Before the economy that we know today made America the greatest, most productive, and generous country in the world, the Plymouth colony, under the leadership of William Bradford formed the new colony as a socialist experiment where everything that was produced by the settlers was pooled and distributed equally among each other (the word “socialism” would not enter the vernacular for many years after, but the principles were similar then as they are today).

Bradford soon realized that his idealistic experiment led to practical challenges. In his manuscript “Of Plymouth Plantation”, Bradford wrote,

“For this community (so far as it was) was found to breed much confusion and discontent and retard much employment that would have been to their benefit and comfort.”

– William Bradford

Bradford saw that the strongest and hardest workers were unhappy because they felt they were doing more than their fair share, supporting others who weren’t working as hard. The young folks, especially the women who were tasked to serve the older men, thought this system was “like a type of slavery”. All this frustration and inefficiency became so bad that it forced Bradford to rethink the way that they were doing things.

In 1623, Bradford implemented a significant policy shift. He gave up on the socialist model and gave individual plots of land to each family and allowed them to decide which crops were to be grown. The new system would also allow each family to keep their own profits.

This move from socialism to a system that more closely resembles our current market economy didn’t make the Colony less productive, generous, or caring. In fact, this radical idea led to dramatic improvements in productivity and morale.

It encouraged the colonists to work harder because they knew that the fruits of their labor would benefit their own families. The abundance could then be shared in generous proportion with others as an extension of their faith in God. It also encouraged the settlers to think entrepreneurially, leading to the beginnings of trade and barter within the colony, among the native Americans, and across the ocean.

This market economy was an equalizer of sorts because success was no longer arbitrarily distributed but was instead tied to the efforts and abilities of each person or family. Everyone had an equal opportunity to improve their circumstances based on their own hard work and ingenuity.

As a financial advisor, I see Bradford’s decision as a pivotal moment in economic history, both in America and around the world.

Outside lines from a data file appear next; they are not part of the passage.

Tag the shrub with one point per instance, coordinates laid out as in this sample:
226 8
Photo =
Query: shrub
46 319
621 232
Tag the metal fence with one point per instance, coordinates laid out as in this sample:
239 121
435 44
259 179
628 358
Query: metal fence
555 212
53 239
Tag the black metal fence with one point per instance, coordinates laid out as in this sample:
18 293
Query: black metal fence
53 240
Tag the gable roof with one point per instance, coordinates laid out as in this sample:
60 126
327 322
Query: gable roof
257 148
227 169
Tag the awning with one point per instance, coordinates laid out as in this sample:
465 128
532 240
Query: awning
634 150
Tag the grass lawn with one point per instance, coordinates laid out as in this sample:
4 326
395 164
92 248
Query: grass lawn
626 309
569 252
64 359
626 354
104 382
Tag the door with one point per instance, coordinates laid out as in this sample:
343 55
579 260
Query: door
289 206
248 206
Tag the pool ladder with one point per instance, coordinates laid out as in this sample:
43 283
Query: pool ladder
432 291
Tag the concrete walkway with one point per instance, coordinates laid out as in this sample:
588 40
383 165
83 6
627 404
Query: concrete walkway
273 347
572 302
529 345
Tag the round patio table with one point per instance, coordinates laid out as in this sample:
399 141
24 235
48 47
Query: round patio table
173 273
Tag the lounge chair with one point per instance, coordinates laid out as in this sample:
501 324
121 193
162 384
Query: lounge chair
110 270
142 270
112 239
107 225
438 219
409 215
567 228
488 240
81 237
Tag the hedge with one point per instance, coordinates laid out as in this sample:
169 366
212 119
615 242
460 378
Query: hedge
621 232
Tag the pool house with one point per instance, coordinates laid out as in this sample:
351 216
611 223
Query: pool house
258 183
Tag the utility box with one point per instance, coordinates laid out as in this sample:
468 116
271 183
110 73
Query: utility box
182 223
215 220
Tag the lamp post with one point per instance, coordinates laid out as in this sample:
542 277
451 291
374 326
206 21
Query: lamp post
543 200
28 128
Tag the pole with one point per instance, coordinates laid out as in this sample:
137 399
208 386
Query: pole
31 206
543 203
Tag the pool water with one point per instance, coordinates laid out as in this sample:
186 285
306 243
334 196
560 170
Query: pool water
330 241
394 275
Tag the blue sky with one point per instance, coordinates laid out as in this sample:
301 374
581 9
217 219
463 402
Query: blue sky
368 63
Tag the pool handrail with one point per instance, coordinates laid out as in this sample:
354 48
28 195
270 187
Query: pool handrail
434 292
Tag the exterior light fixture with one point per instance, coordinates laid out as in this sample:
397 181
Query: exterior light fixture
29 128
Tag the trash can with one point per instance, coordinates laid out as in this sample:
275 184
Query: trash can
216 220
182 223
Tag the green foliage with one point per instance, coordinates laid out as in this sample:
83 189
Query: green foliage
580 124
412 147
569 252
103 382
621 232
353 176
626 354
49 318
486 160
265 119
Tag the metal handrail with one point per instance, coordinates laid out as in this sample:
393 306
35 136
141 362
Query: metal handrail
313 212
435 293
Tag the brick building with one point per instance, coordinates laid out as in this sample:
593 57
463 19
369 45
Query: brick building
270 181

It underscores the power of personal incentive when ownership is part of the equation. When people see the direct fruits of their labor, they are naturally motivated to work harder and smarter, leading to prosperity and growth, as it did in the Plymouth Colony.

Bradford’s experiment is a classic illustration of economic principles that resonate in my profession: the importance of individual incentive, the impact of well-defined property rights, and the concept that our labor is the asset of the individual. As we navigate today’s complex financial landscape, these principles remain as relevant as ever.

This Thanksgiving, as we reflect on the journey of faith of the Pilgrims, let’s also appreciate the economic wisdom embedded in their story. The Plymouth Colony’s transition from socialism to capitalism offers insights into human behavior and an economic system that continues to inform and guide financial strategies for the United States.

I wish God’s blessing on you, your family and our amazing country!